Friday, January 1, 2010

AIG's Reserves

"An independent analysis of whether the insurance industry has been setting aside enough money to pay its claims estimates that the [AIG] has a shortfall of $11.9 billion in its property and casualty [P&C] business. The conclusion is at odds with the often-repated refrain that AIG's troubles can all be traced to its derivatives portfoliom and that its insurance operations are sound. ... In a report distributed to clients on Monday, the investment research firm Sanford C. Bernstein pointed to a big shortfall in AIG's [P&C] insurance business--which has been renamed Chartis and is intended to be the future core of the company's operations. ... Todd R. Bault ... said the inadequacy of AIG's reserves had grown in recent years--'nearly the opposite behavior that we would expect,' since the claims-paying reserves of other insurance companies had been growing. ... Bault saaid inadequate reserves could prompt regulators to penalize AIG, or customers to flee. Once he had excluded AIG from his industrywide data, he wrote, all other companies appeared to have more than enough reserves", Mary Walsh at the NYT, 1 December 2009, link: http://www.nytimes.com/2009/12/01/business/01aig.html.

If Bault is right, where was PriceWaterhouseCoopers or the NY State Insurance Commission in recent years? See my 8 October 2008 post: http://skepticaltexascpa.blogspot.com/2008/10/yves-smith-on-aig.html.

4 comments:

Anonymous said...

Are you suggesting AIG is "smoke and mirrors"? Propped up by accounting tricks...

And their auditor is not looking very closely?

Wasn't the recent article [link] in the Washington Post about the trouble that Joe Cassano of AIG had verifying the accounting for the swaps portfolio so the auditors would sign off?

That Washington Post article seems very odd... who leaked those emails? And why those particular ones which seems to push all the blame on Cassano?

Where is everyone on this story? It's the biggest theft of government resources since Teapot Dome...

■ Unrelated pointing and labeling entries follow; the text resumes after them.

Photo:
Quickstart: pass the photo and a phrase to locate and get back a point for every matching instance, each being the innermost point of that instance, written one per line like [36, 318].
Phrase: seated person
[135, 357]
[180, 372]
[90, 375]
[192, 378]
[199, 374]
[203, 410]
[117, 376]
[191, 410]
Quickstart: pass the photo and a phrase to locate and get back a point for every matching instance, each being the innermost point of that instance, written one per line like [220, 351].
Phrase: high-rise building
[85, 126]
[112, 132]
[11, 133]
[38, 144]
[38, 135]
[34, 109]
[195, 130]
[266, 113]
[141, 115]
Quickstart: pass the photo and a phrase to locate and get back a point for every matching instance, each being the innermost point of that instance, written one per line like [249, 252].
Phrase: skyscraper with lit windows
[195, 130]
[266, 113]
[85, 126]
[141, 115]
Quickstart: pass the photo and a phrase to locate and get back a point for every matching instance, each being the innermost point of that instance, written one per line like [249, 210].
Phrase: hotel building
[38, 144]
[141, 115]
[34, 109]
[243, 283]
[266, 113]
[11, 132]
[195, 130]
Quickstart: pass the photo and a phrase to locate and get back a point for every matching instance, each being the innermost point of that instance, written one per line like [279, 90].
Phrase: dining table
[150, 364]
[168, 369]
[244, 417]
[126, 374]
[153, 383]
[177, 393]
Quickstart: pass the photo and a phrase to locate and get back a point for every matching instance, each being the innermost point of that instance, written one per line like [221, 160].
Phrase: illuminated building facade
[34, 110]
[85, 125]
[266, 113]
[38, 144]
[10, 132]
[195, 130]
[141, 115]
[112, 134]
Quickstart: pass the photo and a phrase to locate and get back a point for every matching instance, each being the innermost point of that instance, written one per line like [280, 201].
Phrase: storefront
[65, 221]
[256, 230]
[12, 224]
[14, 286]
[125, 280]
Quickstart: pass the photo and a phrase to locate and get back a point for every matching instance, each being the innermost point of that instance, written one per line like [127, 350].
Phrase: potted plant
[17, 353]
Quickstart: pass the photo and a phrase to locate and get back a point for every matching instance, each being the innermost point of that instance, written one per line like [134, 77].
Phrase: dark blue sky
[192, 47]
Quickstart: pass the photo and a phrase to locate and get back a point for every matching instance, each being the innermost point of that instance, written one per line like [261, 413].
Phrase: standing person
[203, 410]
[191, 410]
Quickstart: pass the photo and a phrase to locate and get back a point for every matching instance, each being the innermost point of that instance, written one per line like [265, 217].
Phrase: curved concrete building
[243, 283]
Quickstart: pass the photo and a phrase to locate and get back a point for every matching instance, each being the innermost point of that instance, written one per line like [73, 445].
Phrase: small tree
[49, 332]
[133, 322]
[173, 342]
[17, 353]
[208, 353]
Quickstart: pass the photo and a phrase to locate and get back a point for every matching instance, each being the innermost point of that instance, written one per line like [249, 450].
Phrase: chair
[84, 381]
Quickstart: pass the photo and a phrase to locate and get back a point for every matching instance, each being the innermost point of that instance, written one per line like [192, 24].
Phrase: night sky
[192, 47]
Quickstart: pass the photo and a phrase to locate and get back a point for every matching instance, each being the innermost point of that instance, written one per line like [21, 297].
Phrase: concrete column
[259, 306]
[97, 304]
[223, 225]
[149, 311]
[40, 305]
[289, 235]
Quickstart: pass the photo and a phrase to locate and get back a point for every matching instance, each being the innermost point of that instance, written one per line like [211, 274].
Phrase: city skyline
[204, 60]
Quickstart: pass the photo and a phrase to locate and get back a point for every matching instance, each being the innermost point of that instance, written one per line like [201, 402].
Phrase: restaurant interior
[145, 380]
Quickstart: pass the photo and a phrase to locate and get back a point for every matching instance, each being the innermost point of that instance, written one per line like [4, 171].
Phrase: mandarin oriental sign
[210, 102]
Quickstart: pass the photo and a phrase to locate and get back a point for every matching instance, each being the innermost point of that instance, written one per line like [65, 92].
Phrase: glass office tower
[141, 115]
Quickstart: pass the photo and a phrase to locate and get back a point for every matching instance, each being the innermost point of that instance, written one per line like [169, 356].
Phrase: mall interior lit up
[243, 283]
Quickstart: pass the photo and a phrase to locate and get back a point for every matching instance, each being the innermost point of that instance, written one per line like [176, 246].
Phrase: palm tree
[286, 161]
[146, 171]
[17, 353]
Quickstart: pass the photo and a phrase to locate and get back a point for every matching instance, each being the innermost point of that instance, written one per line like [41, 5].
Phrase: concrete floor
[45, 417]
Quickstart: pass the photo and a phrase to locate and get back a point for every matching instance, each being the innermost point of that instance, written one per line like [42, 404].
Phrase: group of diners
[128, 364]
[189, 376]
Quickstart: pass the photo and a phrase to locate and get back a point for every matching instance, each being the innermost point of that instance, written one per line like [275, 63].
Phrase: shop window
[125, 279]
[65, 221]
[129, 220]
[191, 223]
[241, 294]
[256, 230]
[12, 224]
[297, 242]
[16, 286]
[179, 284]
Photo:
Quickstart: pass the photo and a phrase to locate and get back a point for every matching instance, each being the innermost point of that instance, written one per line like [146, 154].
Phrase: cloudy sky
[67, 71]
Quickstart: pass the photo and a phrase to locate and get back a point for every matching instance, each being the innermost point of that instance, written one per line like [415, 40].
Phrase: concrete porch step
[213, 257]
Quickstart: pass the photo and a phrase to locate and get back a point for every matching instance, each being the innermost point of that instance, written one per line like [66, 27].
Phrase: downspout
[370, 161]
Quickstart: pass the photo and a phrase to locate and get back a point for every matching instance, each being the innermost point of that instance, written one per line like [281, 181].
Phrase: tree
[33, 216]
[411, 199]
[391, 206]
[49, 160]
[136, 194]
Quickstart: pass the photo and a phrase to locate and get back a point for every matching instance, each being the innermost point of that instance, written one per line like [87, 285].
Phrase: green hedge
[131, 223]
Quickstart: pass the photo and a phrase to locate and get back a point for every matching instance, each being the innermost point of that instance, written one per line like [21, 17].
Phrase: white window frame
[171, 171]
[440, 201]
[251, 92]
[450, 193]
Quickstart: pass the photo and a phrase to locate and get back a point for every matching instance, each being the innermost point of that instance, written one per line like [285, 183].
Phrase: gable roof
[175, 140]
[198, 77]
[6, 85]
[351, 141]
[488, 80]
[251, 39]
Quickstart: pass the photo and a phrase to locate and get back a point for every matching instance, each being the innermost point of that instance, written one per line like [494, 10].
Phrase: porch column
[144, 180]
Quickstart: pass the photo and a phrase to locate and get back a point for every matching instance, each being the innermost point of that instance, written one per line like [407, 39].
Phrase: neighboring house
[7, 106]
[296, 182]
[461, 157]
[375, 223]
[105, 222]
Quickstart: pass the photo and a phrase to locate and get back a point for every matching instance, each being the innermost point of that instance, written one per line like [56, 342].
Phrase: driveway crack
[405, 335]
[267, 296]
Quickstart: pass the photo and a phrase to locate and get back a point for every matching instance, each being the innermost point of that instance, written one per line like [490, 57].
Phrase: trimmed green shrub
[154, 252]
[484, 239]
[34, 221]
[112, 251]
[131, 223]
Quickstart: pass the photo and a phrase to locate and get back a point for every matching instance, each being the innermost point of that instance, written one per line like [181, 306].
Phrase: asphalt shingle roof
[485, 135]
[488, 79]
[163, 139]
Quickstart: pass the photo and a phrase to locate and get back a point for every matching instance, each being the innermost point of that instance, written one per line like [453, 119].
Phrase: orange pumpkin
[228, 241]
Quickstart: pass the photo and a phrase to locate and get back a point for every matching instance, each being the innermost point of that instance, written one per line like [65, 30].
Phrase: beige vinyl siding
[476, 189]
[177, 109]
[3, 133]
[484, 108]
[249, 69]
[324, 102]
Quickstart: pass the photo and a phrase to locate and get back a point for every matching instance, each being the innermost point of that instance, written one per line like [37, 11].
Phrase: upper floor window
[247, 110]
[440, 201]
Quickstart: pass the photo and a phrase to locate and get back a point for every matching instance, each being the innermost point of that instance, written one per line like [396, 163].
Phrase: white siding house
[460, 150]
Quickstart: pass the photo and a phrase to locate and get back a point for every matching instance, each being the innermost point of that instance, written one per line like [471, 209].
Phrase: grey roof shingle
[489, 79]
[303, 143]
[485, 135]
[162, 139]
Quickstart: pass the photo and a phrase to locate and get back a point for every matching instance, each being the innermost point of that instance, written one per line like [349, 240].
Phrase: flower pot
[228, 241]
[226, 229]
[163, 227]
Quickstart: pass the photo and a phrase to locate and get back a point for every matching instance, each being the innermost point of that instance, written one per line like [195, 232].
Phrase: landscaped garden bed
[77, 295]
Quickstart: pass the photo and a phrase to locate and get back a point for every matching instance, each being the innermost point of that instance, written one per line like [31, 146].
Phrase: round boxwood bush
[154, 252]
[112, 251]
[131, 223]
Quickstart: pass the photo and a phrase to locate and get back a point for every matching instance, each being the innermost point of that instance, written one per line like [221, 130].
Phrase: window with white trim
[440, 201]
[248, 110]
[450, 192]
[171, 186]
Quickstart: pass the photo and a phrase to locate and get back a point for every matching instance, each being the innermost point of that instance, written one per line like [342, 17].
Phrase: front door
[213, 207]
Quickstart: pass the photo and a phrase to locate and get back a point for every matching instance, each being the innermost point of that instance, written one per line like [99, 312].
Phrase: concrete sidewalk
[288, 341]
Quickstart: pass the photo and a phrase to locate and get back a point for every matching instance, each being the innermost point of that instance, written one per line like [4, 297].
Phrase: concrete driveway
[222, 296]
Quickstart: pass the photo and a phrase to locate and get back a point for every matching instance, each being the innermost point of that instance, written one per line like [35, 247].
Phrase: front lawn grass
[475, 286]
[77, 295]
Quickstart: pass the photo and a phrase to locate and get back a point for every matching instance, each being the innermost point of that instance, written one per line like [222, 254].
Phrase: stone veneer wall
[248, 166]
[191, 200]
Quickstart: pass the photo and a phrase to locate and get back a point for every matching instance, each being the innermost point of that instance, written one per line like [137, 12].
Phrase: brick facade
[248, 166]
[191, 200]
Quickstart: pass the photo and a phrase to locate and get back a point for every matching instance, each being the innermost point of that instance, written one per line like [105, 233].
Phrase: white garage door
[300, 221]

Independent Accountant said...

Anonymous:
I'll read the Washington Post article and tell you what I think. I have believed AIG's accounting was "smoke and mirrors" for almost two years and have posted on same. You may look under the AIG tab to find my comments. I go further, PWC knew or should have known AIG's accounting was fictitious. PWC "audited" AIG's counterparty the Vampire Squid (VS). PWC should have known CDSs were a zero-sum game and that whatever AIG gained from a CDS, VS lost and vice versa.
Either PWC is a totally incompetant CPA firm, or it was "wilfully blind" to the obvious. You decide. But PWC is a Big 87654 firm. So?

IA

Independent Accountant said...

Anonymous:
I read the WaPo article. I see it as a pro-DOJ piece of junk. Cassano was likely a fool who believed his mathematical models. I have posted many times on the misuse of mathematics in finance. PWC's "professional" behavior was appalling. The "material weakness" it found was nonsense. PWC "lacked adequate insight" into the economics of Cassano's business. Unless PWC understood it all too well, having had it explained to them by Vampire Squid's (VS) executives and PWC acted under VS's orders at all times. I have a post on PWC's actions too.
The SDNY US attorney's office has a problem in prosecuting Cassano: it can't without bringing VS in. If Cassano's lawyers are smart, they should tell Preet Bharara and his clown circus, they will use a "doomsday defense" and the Feds can't stop it any more than Mike Nifong could prosecute the Duke Three. The blogosphere will "out" VS. The Feds will have difficulty in even making motions in limine in advance of trial as any action the Feds take will be public. The Feds want to bludgeon Cassano into copping a plea. He should hang tough. After all, wasn't it the VS that talked about a 25-sigma event?

IA

Independent Accountant said...

Anonymous:
See for example my 20 February 2008 and 13 May 2009 posts under the AIG tag.